Alex Notay, chair of the commission and main author of the report, told EG that in order to reach 1,000 homes a day, the country needs an “bigger picture independent committee like the Climate Change Committee, that has the steer and capacity to drive all the relevant government departments”.
She said: “There are no silver bullet solutions to the housing crisis – it’s complex, it’s multilayered, it’s interlinked. We need lots of different tenures, we need different things to hit that target. And to reach 1,000 homes a day we need to do things about our skills, our capacity, about the construction, the supply, the labour market, viability, funding and planning and all of the things we talked about in the report.
“Flawed governance structures”
The multi-disciplinary commission was formed in March this year, 20 years after the publication of the Dame Kate Barker’s Review of Housing Supply report. Barker chaired the commission until her appointment to the New Towns Taskforce in August.
It includes property professionals, developers, investors, planners, academics and others, and is supported by Shoosmiths, all urging the government to treat housing as national infrastructure.
It states that “the failure to meet decades of housing targets or fully adopt the recommendations of the 2004 Barker Review lies predominantly with flawed governance structures”.
The report sets out a framework for housing delivery, including a clear strategy, a new housing delivery unit at the heart of government, cross-party collaboration and clarified roles for different tiers of government.

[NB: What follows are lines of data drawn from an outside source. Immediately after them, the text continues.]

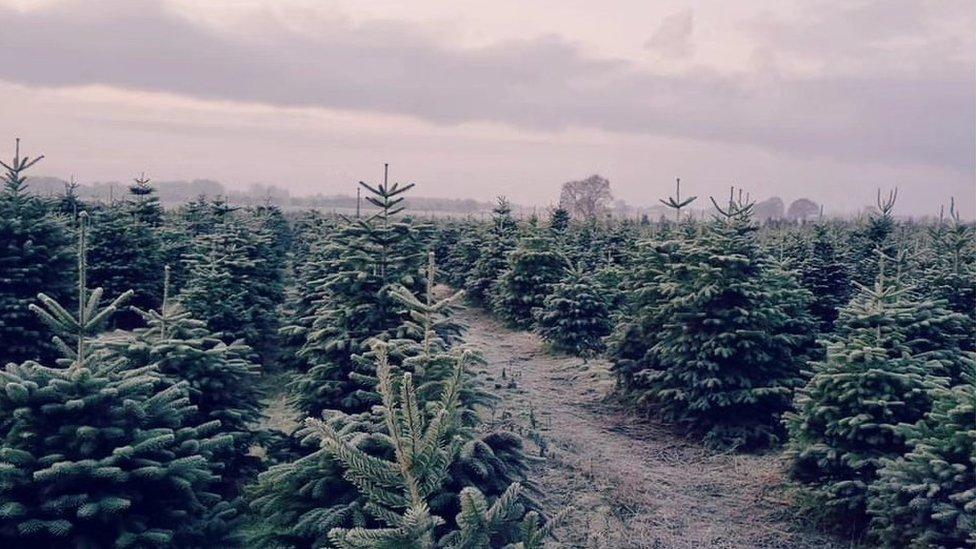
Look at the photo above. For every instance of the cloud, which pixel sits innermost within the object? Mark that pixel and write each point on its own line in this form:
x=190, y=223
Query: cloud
x=546, y=83
x=672, y=38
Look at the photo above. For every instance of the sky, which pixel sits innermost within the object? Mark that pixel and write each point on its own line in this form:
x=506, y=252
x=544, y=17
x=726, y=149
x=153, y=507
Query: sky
x=820, y=99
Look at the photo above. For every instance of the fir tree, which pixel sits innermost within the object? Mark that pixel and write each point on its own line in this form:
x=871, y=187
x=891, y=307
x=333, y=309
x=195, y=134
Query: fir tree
x=299, y=503
x=876, y=236
x=369, y=257
x=926, y=498
x=126, y=255
x=847, y=416
x=493, y=258
x=522, y=288
x=950, y=267
x=824, y=273
x=734, y=336
x=460, y=258
x=222, y=382
x=93, y=454
x=69, y=204
x=235, y=281
x=631, y=344
x=398, y=491
x=559, y=220
x=574, y=317
x=35, y=252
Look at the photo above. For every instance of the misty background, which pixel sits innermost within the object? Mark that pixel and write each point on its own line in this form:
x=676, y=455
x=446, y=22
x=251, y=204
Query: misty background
x=471, y=100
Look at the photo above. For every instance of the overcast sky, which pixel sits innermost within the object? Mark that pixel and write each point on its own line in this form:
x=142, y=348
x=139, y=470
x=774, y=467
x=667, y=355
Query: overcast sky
x=828, y=100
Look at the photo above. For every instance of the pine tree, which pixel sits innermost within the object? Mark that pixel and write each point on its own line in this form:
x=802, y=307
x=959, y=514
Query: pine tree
x=126, y=254
x=235, y=281
x=630, y=345
x=735, y=333
x=35, y=252
x=369, y=257
x=533, y=268
x=574, y=317
x=926, y=498
x=398, y=490
x=299, y=503
x=69, y=204
x=93, y=454
x=847, y=416
x=460, y=258
x=493, y=258
x=825, y=274
x=222, y=382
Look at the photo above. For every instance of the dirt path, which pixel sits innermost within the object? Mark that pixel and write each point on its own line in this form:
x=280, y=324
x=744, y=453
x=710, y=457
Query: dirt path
x=630, y=483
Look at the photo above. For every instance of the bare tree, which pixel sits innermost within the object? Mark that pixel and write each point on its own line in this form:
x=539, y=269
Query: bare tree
x=587, y=198
x=802, y=209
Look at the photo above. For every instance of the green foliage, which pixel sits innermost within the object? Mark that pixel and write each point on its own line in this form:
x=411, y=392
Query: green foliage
x=492, y=259
x=949, y=271
x=222, y=382
x=35, y=253
x=927, y=498
x=398, y=490
x=299, y=503
x=733, y=333
x=825, y=274
x=848, y=415
x=125, y=255
x=94, y=454
x=574, y=317
x=364, y=261
x=533, y=269
x=235, y=280
x=630, y=346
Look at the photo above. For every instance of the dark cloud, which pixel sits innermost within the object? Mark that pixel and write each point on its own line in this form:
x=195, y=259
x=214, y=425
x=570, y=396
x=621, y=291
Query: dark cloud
x=921, y=117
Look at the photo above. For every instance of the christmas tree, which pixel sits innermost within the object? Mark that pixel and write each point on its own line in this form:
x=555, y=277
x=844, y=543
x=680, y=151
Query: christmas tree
x=398, y=490
x=300, y=502
x=35, y=252
x=950, y=265
x=734, y=336
x=144, y=204
x=235, y=280
x=222, y=383
x=876, y=236
x=848, y=415
x=533, y=268
x=493, y=258
x=368, y=258
x=574, y=317
x=926, y=497
x=559, y=220
x=825, y=274
x=93, y=454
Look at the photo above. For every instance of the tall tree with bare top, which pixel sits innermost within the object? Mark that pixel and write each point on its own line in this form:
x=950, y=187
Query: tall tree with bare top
x=35, y=252
x=586, y=198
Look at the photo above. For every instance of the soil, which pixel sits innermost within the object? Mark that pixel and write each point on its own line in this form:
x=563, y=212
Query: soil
x=626, y=481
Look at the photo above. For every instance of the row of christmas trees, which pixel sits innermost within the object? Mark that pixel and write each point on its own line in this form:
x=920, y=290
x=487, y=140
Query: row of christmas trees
x=151, y=435
x=849, y=342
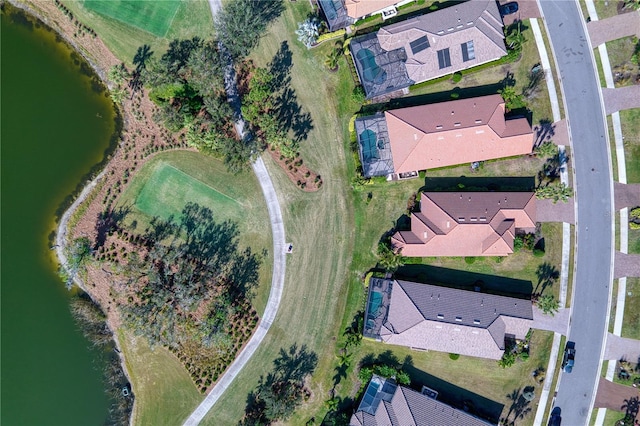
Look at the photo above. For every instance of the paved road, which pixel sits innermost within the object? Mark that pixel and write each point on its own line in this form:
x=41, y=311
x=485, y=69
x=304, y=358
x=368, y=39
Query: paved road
x=279, y=258
x=594, y=222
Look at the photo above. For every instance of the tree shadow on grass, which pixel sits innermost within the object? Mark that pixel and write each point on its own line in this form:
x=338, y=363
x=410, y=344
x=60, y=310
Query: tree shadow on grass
x=519, y=407
x=282, y=389
x=289, y=112
x=479, y=184
x=456, y=278
x=455, y=396
x=547, y=275
x=109, y=221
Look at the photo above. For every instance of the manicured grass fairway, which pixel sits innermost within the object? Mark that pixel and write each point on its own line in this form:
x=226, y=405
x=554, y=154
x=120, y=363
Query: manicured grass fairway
x=148, y=15
x=163, y=389
x=335, y=233
x=169, y=189
x=123, y=38
x=165, y=393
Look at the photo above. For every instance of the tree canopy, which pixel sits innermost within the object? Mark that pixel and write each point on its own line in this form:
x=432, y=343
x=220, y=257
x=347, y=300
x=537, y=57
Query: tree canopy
x=186, y=276
x=241, y=23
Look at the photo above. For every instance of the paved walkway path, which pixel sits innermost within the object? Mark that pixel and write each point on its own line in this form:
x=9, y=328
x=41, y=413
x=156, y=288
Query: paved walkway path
x=561, y=130
x=622, y=348
x=613, y=28
x=279, y=264
x=626, y=195
x=626, y=265
x=546, y=211
x=622, y=98
x=558, y=323
x=599, y=34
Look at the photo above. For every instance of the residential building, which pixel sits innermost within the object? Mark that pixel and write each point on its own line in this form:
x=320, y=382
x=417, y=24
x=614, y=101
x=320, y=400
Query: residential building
x=386, y=404
x=428, y=46
x=404, y=141
x=342, y=13
x=429, y=317
x=467, y=224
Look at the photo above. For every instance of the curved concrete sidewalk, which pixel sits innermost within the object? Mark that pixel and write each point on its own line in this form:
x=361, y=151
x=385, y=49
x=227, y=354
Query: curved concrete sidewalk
x=277, y=285
x=279, y=261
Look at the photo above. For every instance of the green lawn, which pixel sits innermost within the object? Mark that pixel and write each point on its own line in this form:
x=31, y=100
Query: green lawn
x=630, y=120
x=148, y=15
x=123, y=36
x=164, y=392
x=168, y=189
x=166, y=183
x=334, y=245
x=490, y=80
x=631, y=324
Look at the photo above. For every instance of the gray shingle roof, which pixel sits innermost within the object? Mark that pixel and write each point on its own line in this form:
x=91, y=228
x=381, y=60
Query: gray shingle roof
x=408, y=407
x=474, y=309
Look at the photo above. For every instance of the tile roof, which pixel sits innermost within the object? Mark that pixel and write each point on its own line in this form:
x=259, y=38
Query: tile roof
x=408, y=407
x=418, y=42
x=360, y=8
x=466, y=224
x=450, y=320
x=455, y=132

Notay added: “We need policy that isn’t political and is as we recommended, with a bigger picture independent committee like the Climate Change Committee, a housing delivery unit that has the steer and capacity to drive all the relevant government departments, because housing has implications across health, education, across everything. If we can persuade Treasury that they are better off spending less money on the outcome of bad housing and investing more in good housing then, yes, we could do 1,000 homes a day – but it requires that mindset shift.”

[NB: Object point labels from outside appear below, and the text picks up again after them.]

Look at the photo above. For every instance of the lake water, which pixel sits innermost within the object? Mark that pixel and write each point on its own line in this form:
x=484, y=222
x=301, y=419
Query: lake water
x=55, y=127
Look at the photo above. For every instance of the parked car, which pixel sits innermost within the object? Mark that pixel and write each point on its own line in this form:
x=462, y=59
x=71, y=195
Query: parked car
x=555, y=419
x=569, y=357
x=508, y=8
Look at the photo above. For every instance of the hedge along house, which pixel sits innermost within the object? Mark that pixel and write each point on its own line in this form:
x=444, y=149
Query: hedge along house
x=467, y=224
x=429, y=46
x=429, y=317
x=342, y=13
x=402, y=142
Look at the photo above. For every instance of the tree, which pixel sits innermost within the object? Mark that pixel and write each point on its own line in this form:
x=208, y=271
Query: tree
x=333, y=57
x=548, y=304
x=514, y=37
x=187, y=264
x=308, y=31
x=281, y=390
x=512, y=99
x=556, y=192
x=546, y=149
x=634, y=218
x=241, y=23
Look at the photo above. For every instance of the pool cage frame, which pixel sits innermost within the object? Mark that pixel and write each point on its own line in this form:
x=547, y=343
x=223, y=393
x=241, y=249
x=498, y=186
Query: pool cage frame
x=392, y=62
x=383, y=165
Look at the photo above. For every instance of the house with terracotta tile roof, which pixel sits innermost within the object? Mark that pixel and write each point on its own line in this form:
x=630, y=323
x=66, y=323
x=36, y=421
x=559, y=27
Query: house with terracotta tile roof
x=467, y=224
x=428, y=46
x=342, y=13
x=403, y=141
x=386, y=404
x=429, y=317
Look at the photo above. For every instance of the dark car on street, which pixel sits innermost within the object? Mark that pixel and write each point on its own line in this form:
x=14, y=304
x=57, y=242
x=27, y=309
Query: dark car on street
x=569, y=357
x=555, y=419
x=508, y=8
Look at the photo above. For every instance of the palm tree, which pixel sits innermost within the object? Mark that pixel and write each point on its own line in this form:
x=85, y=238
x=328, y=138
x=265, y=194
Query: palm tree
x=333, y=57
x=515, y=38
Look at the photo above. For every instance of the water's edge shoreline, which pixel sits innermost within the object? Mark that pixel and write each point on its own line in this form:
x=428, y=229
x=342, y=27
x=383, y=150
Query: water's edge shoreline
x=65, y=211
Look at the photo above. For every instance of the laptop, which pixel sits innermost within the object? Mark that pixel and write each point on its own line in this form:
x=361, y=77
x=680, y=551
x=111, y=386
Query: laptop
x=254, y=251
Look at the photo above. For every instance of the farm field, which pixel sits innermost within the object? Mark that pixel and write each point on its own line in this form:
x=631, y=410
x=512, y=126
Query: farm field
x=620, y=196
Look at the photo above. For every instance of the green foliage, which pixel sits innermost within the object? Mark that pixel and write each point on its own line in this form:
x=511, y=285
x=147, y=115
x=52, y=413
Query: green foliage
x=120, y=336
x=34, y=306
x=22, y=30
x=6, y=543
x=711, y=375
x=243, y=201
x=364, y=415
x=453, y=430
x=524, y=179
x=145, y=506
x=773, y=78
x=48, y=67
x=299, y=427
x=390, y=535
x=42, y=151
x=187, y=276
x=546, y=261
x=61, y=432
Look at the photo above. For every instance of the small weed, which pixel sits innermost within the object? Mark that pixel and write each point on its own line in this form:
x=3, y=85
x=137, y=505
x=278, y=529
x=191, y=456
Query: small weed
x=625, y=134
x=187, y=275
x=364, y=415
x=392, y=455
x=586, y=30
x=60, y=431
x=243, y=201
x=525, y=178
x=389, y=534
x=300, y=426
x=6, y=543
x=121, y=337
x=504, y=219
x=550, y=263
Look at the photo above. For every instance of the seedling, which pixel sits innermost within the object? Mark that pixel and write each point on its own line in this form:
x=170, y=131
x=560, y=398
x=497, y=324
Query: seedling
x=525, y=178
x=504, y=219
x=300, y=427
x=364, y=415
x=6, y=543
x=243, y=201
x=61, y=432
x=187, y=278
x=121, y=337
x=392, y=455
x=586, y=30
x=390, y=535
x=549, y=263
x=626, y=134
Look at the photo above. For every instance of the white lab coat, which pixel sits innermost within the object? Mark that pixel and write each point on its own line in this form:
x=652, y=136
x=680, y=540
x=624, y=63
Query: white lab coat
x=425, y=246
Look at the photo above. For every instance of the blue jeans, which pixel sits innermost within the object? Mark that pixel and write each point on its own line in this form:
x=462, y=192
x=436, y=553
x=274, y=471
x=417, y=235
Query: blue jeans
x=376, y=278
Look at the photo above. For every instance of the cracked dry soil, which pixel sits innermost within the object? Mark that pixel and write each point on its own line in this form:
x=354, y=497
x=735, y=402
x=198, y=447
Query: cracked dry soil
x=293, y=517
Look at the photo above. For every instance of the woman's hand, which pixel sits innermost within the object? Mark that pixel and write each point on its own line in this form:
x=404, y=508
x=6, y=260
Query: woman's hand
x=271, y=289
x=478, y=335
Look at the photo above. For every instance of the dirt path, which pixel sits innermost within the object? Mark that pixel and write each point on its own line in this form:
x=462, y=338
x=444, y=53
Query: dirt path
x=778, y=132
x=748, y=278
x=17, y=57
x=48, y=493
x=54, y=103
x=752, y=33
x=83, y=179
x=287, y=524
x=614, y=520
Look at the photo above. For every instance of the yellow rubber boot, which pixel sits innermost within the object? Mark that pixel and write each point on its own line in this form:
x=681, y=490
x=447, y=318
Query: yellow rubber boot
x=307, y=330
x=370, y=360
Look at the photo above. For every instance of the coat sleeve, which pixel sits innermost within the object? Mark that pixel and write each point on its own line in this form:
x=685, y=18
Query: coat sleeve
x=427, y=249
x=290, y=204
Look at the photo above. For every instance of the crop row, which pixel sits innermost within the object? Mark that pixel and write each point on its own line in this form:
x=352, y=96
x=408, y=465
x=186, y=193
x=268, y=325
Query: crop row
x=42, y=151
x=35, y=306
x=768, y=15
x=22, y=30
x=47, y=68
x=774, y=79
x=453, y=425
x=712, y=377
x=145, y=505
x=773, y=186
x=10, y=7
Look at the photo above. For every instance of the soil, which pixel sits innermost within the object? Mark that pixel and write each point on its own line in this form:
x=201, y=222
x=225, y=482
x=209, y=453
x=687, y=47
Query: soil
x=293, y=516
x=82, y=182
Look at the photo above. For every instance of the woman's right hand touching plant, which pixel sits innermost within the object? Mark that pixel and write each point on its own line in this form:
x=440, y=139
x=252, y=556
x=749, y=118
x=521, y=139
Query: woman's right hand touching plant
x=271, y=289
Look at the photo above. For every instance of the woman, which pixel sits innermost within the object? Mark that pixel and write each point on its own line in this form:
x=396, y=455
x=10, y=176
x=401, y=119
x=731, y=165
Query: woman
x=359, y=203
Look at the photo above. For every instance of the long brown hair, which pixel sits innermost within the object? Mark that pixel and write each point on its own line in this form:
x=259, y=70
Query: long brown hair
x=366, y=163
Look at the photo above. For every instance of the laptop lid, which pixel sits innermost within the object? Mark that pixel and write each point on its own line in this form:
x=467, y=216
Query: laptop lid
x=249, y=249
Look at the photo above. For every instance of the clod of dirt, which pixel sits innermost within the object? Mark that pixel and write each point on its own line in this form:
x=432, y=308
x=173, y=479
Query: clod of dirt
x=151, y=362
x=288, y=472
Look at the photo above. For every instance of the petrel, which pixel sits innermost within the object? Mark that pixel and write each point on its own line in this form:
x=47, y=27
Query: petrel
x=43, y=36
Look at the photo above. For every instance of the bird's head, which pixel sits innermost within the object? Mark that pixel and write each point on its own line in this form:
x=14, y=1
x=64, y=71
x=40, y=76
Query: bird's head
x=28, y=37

Notay and her team at the commission also recommended a cross-party accord to create policy consensus and improve the delivery of schemes across the UK, a new approach to the release of public land for housing and a new role for Homes England so it can act as a master developer.
It also petitioned for streamlining existing funding pots and processes, replacing wasteful and divisive short-term competitive funding model with longer-term, needs-based funding formulae. And it encouraged institutional investment in housing by creating a level playing field for tax, clarity of vision and consistency of regulation.
The commission asked for reform the current system of developer contributions through section 106 and the community infrastructure levy, with a particular goal to deliver more affordable housing and to agree a prompt rent settlement that provides income security for registered providers.
Route map
The report provides a route map to improve the planning process based around the reintroduction of strategic planning and a plan-led approach to sustainable growth, diversifying the market and expanding the role of SMEs and self-commissioned housing and rebuilding capacity and capability within the public sector.
Notay also said the commission has received a lot of time and engagement from the housing minister, the team and various government departments.
She said: “We do feel confident about the report being implemented, we are having a parliamentary launch at which the housing minister is speaking, and he was very public in acknowledging the interim recommendations being valuable. We feel very confident the government will read the report. When it comes to doing, we have tried very hard in the interim recommendations and the ones in the report to list short-term ‘things you can do now’ and long-term ‘these are going to some more heavy lifting’.
“I think we do have a good mix of things that are deliverable now. The government has already implemented some of that stuff – some things are already in motion, but I do feel like we have had very positive engagement and you can see how hard the administration and the civil servants are working to tackle this – it is a priority.”